Poltergeist – Rachel Whiteread möchte das Publikum anlocken und zum genauen Hinsehen zwingen.
Berührend und präzise
Eine Entdeckung für mich ist die kolumbianische Künstlerin Doris Salcedo. Ihre Objekte, Skulpturen und Installationen berühren. Es geht um Verlust, Schmerz, Machtmissbrauch, Tragik des Menschseins, beklemmende Schicksale, Tragödien und Gewalterfahrungen. Dabei sind die Werke der 1958 geborenen Künstlerin schön und immer wieder blitzen so was wie Hoffnungsschimmer auf. Ein über dem Boden schwebendes Tuch aus Rosenblättern, die kompliziert präpariert selbst zwischen Leben und Tod schwanken, wirkt wie ein gigantisches Leichentuch.
Was haben Stühle und Schränke, die mit Zement beschwert sind, erlebt? Was würden sie erzählen, wenn könnten? Hochaktuell ist die raumgreifende Installation „Palimpsest“. Sie zeigt Namen von Menschen, die bei der Überquerung des Mittelmeers ertrunken sind. Ihre Namen sind auf sandigem Boden aus Wasserbuchstaben geschrieben, tauchen aus dem Nichts auf und verschwinden im Selbigen. Verweisen so auf den Zyklus vom Leben. Trotz der schweren Themen eine leise und doch poetische Ausstellung. Beeindruckend und permanent zwischen Gewalt und Zartheit schwingend.
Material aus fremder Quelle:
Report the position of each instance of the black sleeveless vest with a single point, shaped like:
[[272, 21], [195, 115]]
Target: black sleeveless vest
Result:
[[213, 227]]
Berlin – Berlinische Galerie
Das Haus hatte ein paar Monate geschlossen, Lichttechnik wurden mit LED-Technik in die Zukunft gebeamt. Jetzt war Wiedereröffnung mit gleich drei fulminanten Ausstellungen mit einem Thema als Klammer.
Tatort Museum?
Nasan Tur ist ein Jahr lang zu Gast mit „Hunted“. Ihm geht es um den menschlichen Jagdtrieb. Ein kleines Rehkitz, ein Fuchs, ein Wildschwein und ein Raubvogel liegen leblos auf dem Boden der riesigen Halle. Winzig klein, getötet von Menschen, ausgestopft als das was sie sind: tot. Das Museum wird zum Tatort und ich stelle mir die Frage, warum uns vorgegebene Rollenbilder beeinflussen und wann man bereit ist Grenzen zu überschreiten, um gesellschaftliche Muster aufzubrechen?
Bismarcks Abrechnung
Platte Pflanzen und Palmen als schaurig schöne Dekoobjekte, ein vom Sockel gestoßener Bismarck und jede Menge Fake-Nachrichten. Der Ausstellungs-Titel „When Platitudes become Form“ ist bei Julius von Bismarck Programm.
Er rechnet mit seinem UrUrGroßonkel ab und hinterfragt unser heutiges Verständnis zur Natur. Die Kolonialzeit ist mit der Naturkonstruktion, wie der Künstler es nennt, von heute eng verknüpft. Bestimmte tropische Pflanzenarten wie Palmen sind importiert worden, werden gezüchtet und sind Handelsware. Bringen jede Menge Geld. Aber eigentlich haben diese Pflanzen in unseren Breitengraden nichts verloren. Aneignung, Besitzergreifen sind die dazugehörigen Schlagworte. Häßlich! Dabei ist doch alles so schön und ornamental – und bei genauem Hinsehen trotzdem brutal.
Drängende Fragen
Bei Böhler & Orendt ist hinterher ebenso Diskussionsbedarf wie bei Tur und Bismarck. „The Sweet Certainty“ beschäftigt sich ebenfalls mit der Geschichte des Menschen auf dem Planeten Erde. Wie gehen wir mit unseren Ressourcen um? Warum bauen wir Wälder Hektar um Hektar ab, löschen Tierarten auf ewig aus?
Mit Witz, Ironie und schwarzem Humor macht das Künstlerduo diese drängenden Fragen zum Thema ihrer Installationen. Ein kleiner Geist, der mir in einem begehbaren Raumschiff in Form einer Lotusblüte begegnet, verspricht, dass unser Planet von der drohenden Gefahr befreit wird. Er ist aus Rauch. Hoffentlich löst er sich nicht auf, bevor sich alles zum Guten wendet.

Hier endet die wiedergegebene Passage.